With the support of eight Republicans, the Senate today passed a bill forbidding President Donald Trump (or really, any president) from taking further military action against Iran without the expressed permission of Congress.
By a vote of 55-45, the Senate approved a resolution by Sen. Tim Kaine (D–Virginia) that states Congress did not authorize military actions against Iran when it passed Authorization for Use of Military Force (AUMF) legislation in 2001 and 2002. That AUMF allowed the president to invade Iraq and also to hunt down al-Qaeda and those responsible for the Sept. 11 attacks. The resolution orders the president to "remove United States Armed Forces from hostilities against the Islamic Republic of Iran or any part of its government or military" within 30 days of the resolution passing.
The bill was pushed forward after Trump authorized the drone-strike assassination of Iranian Gen. Qassem Soleimani. Though the administration claimed that the strike was necessary to prevent an "imminent" attack against Americans in the Middle East, there was little to support this claim, and a couple of Republican senators, including Rand Paul (Ky.) and Mike Lee (Utah), were upset by the unapproved actions. They announced plans to cross the aisle and join Democrats to pass the resolution.

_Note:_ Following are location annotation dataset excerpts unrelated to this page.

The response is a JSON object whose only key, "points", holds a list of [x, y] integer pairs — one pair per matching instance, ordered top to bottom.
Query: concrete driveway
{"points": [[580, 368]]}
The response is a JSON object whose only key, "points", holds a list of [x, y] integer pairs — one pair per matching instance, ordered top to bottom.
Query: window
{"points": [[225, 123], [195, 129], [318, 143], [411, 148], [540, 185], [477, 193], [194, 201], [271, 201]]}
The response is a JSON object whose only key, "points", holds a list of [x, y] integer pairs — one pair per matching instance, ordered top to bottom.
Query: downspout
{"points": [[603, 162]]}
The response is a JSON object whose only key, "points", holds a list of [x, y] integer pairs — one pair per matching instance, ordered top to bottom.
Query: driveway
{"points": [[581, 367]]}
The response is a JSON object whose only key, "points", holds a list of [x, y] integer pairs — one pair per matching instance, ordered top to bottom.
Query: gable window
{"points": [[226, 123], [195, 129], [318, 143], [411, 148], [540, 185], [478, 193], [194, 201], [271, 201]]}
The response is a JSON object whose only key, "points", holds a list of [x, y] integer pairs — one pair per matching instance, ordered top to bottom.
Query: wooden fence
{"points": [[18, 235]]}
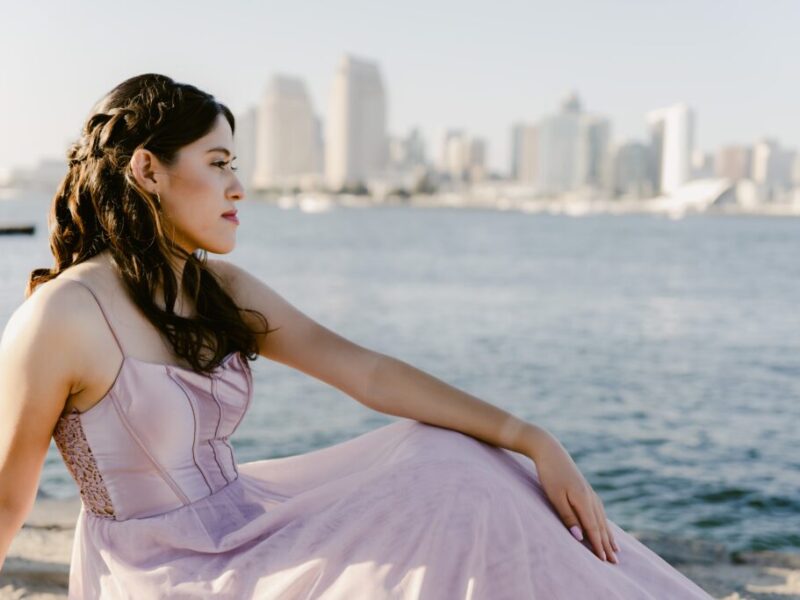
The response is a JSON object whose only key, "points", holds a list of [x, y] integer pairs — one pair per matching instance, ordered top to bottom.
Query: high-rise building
{"points": [[287, 138], [594, 138], [245, 141], [672, 142], [356, 143], [572, 149], [525, 153], [734, 162], [772, 168], [632, 170]]}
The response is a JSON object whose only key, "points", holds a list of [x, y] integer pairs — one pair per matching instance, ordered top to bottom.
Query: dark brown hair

In the end, the resolution got the support of not just Lee and Paul, but also Republican Sens. Susan Collins (Maine), Lisa Murkowski (Alaska), Jerry Moran (Kan.), Todd Young (Ind.), Lamar Alexander (Tenn.), and Bill Cassidy (La.).
The bill heads now to the House, which passed a similar, but non-binding resolution. If the House signs on to the Senate version (which seems very likely), it will head to Trump's desk.
Despite saying regularly he'd like to see less military intervention in the Middle East, Trump is signaling that he opposes this bill. Yesterday on Twitter, Trump called on Republicans to vote it down, claiming it would "show weakness" to restrain his war powers. The bill is likely to face a veto, and if this vote is any indication, the Senate lacks enough Republican votes to overrule him.
Nevertheless, at least some Republicans are taking seriously Congress's role in declaring war.